Let's configure the default parameters for our plots such as figure size and font sizes.

In [20]:
params = {
    'legend.fontsize': 'x-large',
    'figure.figsize': (10, 8),
    'axes.labelsize': 'x-large',
    'axes.titlesize': 'xx-large',
    'xtick.labelsize': 'x-large',
    'ytick.labelsize': 'x-large'
}
plt.rcParams.update(params)

Next we will implement a function to plot a profit chart.

In [21]:
def profit_chart(df, title):
    #create figure
    ax = df.plot(kind='barh')
    #remove legend from plot
    ax.get_legend().remove()
    #set custom axis formatter for millions
    ax.xaxis.set_major_formatter(
        ticker.FuncFormatter(lambda x, p: format(int(x / 1e6), ',')))
    #set titles and labels
    plt.title(title)
    plt.xlabel('Average Profit ($ million)')
    plt.ylabel(None)

Genre

Let's find out how profit depends on genre.

In [22]:
profit_chart(get_mdepend(dfp, 'genres', 'profit'), 'Movie Profits By Genre')

Production company

There are a lot of production companies. Let's find out the most profitable production companies.

In [23]:
profit_chart(
    #last 10 values
    get_mdepend(dfp, 'production_companies', 'profit').tail(10),
    'Top 10 Profitable Production Companies')

Cast

Let's find out the most profitable actors.

In [24]:
profit_chart(
    get_mdepend(dfp, 'cast', 'profit').tail(10), 'Top 10 Profitable Actors')

Release year

Let's look how profit depends on release year.

In [25]:
year_profit_mean = dfp.groupby('release_year')['profit'].mean()
#rolling average over 10-years
year_profit_rol = year_profit_mean.rolling(window=10).mean()

ax = year_profit_rol.plot(figsize=(12, 8))
#set custom axis formatter
ax.yaxis.set_major_formatter(
    ticker.FuncFormatter(lambda y, p: format(int(y / 1e6), ',')))
#set titles and labels
plt.title('Movie Profits By Year')
plt.ylabel('Average Profit ($ million)')
plt.xlabel("Release Year");

We can see how huge the difference is between profits in 1980s and nowadays. It is probably connected to the fact that the number of movies every year was increasing accordingly. Let's quickly look at a graph to prove our findings.

In [26]:
#we know that popularity column has no nulls
#so use it for counting the number of movies
ax = df.groupby('release_year')['popularity'].count().plot(figsize=(12, 8))
#set titles and labels
plt.title('Number Of Movies Per Year')
plt.ylabel('Number Of Movies')
plt.xlabel("Release Year");

We notice that the number of movies moves in the opposite direction of movie profits year-by-year.

Conclusions

Finally, we can summarize our findings and answer questions from the Introduction section.

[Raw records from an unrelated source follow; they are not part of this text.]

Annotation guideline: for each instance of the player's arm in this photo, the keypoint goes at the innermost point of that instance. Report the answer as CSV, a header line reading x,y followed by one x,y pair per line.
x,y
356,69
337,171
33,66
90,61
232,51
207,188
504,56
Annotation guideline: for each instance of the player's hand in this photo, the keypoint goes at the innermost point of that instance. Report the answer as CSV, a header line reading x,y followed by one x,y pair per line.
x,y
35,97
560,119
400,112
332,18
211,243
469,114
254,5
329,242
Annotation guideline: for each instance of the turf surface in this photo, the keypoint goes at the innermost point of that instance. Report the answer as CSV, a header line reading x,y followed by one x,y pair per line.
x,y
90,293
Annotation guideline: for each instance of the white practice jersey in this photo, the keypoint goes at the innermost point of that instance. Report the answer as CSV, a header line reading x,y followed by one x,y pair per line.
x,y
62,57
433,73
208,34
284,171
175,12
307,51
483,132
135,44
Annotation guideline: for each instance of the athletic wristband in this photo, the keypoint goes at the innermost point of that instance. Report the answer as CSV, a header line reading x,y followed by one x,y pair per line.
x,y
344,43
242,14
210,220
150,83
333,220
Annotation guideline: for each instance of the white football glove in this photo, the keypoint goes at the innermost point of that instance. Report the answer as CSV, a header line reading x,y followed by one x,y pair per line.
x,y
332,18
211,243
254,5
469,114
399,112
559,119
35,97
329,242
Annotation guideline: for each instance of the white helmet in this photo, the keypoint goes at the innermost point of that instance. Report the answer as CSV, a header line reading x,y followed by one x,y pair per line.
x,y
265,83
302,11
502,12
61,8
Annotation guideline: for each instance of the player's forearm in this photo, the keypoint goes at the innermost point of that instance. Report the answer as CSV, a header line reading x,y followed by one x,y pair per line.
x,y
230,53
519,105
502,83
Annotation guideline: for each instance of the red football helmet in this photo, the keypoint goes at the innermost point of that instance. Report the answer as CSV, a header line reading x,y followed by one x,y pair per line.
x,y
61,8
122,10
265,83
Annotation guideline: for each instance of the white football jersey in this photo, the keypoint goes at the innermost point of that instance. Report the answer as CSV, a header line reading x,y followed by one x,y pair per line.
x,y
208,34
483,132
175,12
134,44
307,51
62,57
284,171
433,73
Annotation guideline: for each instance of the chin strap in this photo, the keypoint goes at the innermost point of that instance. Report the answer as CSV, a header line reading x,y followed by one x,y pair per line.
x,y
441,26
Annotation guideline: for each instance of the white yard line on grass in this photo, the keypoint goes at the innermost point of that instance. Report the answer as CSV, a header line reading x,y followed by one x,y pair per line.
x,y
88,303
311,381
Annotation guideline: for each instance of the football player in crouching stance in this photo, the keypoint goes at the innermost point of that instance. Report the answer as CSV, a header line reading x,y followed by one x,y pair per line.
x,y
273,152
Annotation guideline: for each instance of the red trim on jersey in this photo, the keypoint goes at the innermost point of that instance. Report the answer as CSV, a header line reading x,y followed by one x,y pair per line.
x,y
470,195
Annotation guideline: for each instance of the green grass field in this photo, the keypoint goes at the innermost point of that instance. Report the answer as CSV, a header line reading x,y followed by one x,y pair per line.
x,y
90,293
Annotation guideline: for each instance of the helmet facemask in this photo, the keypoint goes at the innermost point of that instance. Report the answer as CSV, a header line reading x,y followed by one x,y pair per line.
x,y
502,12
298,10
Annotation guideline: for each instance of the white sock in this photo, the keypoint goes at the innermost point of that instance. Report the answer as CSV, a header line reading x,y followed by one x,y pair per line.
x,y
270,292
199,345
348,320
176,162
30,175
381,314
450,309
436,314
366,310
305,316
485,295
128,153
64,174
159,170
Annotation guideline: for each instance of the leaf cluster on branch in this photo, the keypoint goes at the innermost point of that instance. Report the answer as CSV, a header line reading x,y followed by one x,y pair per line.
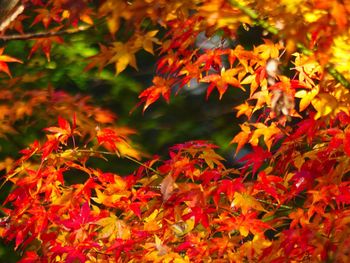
x,y
288,200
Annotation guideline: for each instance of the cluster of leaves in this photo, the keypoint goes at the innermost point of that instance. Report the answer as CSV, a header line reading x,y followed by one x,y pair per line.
x,y
288,201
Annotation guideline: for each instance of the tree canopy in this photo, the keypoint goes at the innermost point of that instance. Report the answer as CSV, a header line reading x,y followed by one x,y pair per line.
x,y
247,162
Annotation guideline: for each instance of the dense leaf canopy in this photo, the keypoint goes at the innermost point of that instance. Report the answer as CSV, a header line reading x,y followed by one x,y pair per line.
x,y
248,162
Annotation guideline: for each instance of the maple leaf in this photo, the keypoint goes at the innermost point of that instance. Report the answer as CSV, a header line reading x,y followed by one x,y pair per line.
x,y
270,133
4,59
45,45
268,50
63,131
113,228
167,186
46,16
306,97
161,87
222,81
242,137
324,104
146,40
246,202
79,218
211,158
347,143
108,137
244,109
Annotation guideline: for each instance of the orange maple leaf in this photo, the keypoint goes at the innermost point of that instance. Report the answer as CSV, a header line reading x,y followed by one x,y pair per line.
x,y
161,87
222,80
4,59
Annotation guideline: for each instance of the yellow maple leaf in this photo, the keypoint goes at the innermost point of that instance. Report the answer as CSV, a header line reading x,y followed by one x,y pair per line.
x,y
269,132
124,55
306,97
246,202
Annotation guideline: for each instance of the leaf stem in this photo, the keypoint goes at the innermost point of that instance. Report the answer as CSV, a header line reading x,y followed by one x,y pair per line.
x,y
44,33
276,205
124,156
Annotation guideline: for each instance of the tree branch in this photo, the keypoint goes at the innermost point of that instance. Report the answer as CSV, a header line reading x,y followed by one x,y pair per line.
x,y
273,30
44,33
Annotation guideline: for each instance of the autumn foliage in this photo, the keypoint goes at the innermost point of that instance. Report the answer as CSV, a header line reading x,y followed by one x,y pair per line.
x,y
287,200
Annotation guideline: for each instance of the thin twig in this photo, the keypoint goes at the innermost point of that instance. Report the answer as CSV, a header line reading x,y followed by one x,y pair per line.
x,y
276,205
44,33
124,156
273,30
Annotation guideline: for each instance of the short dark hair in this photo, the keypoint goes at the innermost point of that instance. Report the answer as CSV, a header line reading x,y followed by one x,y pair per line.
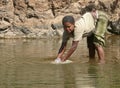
x,y
90,7
68,19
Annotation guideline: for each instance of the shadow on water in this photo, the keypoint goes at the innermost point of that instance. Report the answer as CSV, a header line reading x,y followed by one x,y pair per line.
x,y
27,64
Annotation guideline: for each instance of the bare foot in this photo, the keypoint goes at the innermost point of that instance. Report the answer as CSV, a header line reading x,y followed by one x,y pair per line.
x,y
101,62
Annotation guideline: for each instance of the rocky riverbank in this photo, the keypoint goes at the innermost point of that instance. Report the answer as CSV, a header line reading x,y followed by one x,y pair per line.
x,y
33,18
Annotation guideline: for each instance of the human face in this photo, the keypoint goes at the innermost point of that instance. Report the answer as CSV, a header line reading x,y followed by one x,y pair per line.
x,y
69,27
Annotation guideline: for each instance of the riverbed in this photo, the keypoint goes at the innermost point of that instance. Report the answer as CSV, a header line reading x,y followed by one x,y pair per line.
x,y
26,63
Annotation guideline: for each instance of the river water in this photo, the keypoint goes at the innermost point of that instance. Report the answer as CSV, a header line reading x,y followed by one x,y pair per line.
x,y
26,63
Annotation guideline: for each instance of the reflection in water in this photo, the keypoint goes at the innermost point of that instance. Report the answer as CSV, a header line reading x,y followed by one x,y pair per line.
x,y
26,64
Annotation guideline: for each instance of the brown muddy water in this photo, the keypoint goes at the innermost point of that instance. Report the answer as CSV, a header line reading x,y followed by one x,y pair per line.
x,y
27,64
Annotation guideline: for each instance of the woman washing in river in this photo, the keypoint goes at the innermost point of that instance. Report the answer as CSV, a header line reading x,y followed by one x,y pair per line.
x,y
92,25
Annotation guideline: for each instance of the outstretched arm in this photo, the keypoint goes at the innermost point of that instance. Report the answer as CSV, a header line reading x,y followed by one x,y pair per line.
x,y
62,49
70,51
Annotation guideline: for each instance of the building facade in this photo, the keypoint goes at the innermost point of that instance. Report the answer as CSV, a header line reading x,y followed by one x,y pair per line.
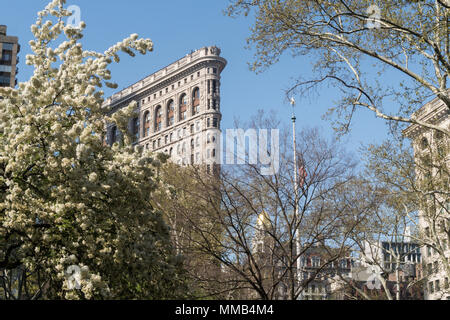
x,y
9,48
179,109
432,158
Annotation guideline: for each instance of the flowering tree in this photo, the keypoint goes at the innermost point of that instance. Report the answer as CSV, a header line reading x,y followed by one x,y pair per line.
x,y
67,199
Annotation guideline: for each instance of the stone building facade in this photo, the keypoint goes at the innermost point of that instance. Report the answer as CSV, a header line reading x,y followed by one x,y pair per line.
x,y
9,48
431,150
179,109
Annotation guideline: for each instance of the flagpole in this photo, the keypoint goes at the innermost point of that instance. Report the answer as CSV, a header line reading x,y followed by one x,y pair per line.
x,y
297,238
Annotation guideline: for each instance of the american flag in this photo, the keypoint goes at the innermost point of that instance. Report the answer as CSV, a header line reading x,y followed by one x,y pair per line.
x,y
301,173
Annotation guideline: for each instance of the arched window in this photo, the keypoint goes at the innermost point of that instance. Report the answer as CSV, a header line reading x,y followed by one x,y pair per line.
x,y
135,128
113,135
183,107
170,113
424,143
146,121
195,101
158,118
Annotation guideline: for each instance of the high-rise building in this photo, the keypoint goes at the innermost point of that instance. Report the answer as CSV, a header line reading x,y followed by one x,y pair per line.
x,y
432,158
9,48
179,109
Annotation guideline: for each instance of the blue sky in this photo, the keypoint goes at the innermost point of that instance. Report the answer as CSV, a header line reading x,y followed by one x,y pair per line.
x,y
176,27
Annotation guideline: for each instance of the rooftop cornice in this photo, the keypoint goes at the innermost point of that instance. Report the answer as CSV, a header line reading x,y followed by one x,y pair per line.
x,y
433,112
168,74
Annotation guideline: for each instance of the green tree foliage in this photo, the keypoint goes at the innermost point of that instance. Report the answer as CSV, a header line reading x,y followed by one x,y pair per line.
x,y
353,44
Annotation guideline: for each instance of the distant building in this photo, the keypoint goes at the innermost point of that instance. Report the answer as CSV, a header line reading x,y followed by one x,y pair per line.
x,y
179,109
432,157
9,48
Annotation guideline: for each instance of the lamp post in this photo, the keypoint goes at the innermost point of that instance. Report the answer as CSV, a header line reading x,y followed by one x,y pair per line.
x,y
297,233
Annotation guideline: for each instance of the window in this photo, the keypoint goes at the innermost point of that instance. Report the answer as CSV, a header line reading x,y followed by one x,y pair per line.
x,y
158,119
315,261
135,128
424,143
8,46
429,268
146,123
195,101
170,113
183,107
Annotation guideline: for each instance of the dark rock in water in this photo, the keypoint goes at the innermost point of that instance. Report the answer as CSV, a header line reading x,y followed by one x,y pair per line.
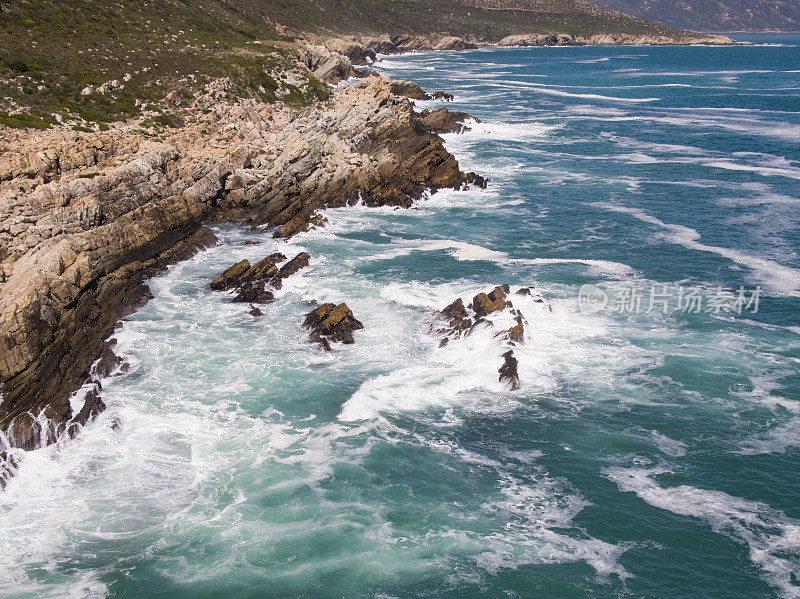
x,y
330,322
263,269
92,406
508,371
442,120
300,261
455,310
316,337
254,292
457,318
476,180
231,277
517,332
484,304
409,90
138,298
8,467
108,362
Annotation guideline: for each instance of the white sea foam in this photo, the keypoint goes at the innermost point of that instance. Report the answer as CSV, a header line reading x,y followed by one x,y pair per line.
x,y
542,89
671,447
774,276
779,439
773,538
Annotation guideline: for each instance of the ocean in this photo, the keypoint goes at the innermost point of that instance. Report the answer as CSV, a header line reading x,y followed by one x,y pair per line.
x,y
649,194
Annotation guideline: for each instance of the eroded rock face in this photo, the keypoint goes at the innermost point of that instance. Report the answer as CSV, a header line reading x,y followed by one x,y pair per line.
x,y
251,282
485,304
331,323
85,218
508,371
442,120
287,270
232,276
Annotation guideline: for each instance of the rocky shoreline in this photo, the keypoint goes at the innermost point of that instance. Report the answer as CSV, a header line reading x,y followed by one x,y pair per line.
x,y
363,50
87,217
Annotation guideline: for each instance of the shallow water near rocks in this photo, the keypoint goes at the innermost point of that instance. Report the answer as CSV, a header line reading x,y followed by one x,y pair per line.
x,y
645,455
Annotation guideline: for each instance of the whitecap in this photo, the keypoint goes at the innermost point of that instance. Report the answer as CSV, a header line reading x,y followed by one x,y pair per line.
x,y
776,277
771,536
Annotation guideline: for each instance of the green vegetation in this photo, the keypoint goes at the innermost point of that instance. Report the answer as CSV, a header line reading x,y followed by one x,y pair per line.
x,y
488,20
86,62
94,61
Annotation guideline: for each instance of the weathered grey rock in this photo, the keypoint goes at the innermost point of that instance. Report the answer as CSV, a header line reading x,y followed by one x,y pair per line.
x,y
508,371
85,218
295,264
231,277
331,323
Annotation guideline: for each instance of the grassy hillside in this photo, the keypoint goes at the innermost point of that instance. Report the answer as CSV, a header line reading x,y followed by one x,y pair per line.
x,y
91,60
489,20
716,15
87,62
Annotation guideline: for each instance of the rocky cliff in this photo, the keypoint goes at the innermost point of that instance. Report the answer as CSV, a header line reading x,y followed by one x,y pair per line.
x,y
86,217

By looking at animated bar charts of genres' popularity, we can watch how movie trends were changing over the years.

  1. "Animation" and "Adventure" are the most popular genres and they were competing with each other for the whole period of time.
  2. The least popular genres are "Documentary" and "Foreign".
  3. "TV Movie" was popular before 1970 but then rapidly became extremely unpopular.
  4. "Science Fiction" was extremely unpopular before 1970 but then rapidly became one of the most popular genres.
  5. "Fantasy" was gradually increasing in popularity and became very popular recently.

Properties of high profit movies:

  1. High budget.
  2. High popularity.
  3. Genre is one of these: "Animation", "Adventure", "Family", "Fantasy" and "Science Fiction".
  4. Production companies are one of these: "Hoya Productions", "Truenorth Productions", "Alfran Productions".
  5. The cast of the movie includes these actors: "Jason Miller", "Robert MacNaughton", "Daisy Ridley".
  6. Release year is under 1980s.

Limitations: There is a lot of missing data in the dataset.